Vargas, who grew up near Salar de Uyuni in Bolivia, one of the flattest places on earth, had rarely seen even a slight slope in his 22-year life. Residents of his home town once petitioned the council to lower the height of pavements as they were getting vertigo while crossing the street.
But when the race started, Vargas was shocked to find a hill within the first few km. “I started running with all of the others, and I had my feet stabbed by people carrying walking poles,” he told The Runion. “That was the first surprise. Then, after we came out of the first aid station, the ground just went up. I couldn’t believe it. I said to the marshal, ‘Where are those other runners going?’ He told me that was the next stage of the race. I had no choice but to give up my race number.”

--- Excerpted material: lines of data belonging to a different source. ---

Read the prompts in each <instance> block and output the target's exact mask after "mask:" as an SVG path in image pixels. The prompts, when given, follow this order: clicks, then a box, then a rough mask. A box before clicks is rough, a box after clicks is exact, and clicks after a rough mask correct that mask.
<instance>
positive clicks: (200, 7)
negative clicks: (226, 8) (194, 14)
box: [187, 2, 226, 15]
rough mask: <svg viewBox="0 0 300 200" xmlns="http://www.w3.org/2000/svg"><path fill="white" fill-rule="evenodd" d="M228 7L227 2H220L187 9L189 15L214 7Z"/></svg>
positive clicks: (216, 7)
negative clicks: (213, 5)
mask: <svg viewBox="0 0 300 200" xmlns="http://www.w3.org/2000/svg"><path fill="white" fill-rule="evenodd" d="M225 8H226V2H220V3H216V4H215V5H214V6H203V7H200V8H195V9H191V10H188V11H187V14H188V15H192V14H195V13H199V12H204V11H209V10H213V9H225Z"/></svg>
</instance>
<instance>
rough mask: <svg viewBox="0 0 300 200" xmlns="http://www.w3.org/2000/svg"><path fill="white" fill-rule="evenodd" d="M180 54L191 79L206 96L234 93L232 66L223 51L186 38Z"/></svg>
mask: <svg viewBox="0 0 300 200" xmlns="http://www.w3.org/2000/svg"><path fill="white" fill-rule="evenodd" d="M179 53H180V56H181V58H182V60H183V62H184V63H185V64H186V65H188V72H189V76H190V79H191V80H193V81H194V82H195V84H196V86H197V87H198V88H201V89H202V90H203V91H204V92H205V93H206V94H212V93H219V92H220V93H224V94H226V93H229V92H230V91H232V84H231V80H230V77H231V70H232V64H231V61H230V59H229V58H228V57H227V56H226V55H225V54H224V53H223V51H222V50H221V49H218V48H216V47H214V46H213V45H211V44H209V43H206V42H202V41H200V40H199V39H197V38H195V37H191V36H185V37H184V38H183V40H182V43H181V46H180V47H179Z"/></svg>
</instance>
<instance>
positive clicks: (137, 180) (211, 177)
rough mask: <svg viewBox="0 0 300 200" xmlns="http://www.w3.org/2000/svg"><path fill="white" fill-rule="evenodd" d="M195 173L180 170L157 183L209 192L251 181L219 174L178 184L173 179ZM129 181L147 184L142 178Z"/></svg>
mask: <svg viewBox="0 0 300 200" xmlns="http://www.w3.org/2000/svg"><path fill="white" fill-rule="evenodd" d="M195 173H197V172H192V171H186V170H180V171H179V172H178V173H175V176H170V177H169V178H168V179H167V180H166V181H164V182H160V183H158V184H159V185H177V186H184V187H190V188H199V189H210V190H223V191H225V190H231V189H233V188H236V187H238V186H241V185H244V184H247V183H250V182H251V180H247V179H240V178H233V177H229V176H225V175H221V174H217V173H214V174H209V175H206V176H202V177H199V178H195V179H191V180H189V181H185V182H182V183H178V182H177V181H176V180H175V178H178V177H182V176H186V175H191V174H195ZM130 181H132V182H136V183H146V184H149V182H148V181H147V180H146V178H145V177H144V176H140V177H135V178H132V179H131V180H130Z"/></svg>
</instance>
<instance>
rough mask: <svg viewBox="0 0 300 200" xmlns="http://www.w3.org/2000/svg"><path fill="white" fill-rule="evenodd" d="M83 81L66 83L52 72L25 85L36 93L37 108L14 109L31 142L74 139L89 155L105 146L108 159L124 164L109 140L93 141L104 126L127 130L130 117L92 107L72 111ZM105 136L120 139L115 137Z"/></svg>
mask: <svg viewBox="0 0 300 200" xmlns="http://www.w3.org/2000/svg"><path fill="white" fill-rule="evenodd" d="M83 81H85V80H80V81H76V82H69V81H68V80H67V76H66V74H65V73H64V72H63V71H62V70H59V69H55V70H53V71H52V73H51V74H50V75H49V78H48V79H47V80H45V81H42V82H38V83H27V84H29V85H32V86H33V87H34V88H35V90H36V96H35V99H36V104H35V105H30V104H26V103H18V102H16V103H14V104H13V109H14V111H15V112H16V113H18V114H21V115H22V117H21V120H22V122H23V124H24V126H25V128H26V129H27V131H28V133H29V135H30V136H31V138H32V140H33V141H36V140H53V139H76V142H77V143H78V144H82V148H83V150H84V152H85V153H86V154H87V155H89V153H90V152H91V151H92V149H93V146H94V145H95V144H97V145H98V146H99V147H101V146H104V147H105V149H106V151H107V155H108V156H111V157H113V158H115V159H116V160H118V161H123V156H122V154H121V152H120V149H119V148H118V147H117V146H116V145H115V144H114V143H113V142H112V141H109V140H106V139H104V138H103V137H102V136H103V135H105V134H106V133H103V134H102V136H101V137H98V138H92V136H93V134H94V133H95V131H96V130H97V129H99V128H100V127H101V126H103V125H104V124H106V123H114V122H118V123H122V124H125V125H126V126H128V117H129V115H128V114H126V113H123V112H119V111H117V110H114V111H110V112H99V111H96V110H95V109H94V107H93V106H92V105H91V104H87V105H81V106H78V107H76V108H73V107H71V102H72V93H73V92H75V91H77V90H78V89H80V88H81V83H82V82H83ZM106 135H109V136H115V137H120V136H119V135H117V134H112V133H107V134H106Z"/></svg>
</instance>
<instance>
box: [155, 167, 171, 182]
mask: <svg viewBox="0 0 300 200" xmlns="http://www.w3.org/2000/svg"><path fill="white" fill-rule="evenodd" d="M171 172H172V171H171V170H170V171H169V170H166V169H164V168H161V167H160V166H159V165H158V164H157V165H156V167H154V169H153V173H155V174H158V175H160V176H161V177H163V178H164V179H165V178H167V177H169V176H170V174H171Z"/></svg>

The main issue was that the race information did not warn that ascent and descent of slopes would be required, nor traversal of snow fields. “I’m used to extreme distances. I’ve done a 10K charity race near home twice in the last two years, which gave me enough points to enter, but they must have made a mistake – it’s totally, totally flat there. The race information just talked about how we’d be passing places called Col du whatever and Val something. I had no idea we’d have to run up and down hills. I think the organisers should be liable for the lack of information.”
Vargas estimates that the trip has cost him US$8,000, about half of which was flights, accommodation and entry fees, the other half coming from a can of Coke and some snacks from one of the local cafes.
At time of going to press, the race organisers were not in a position to comment.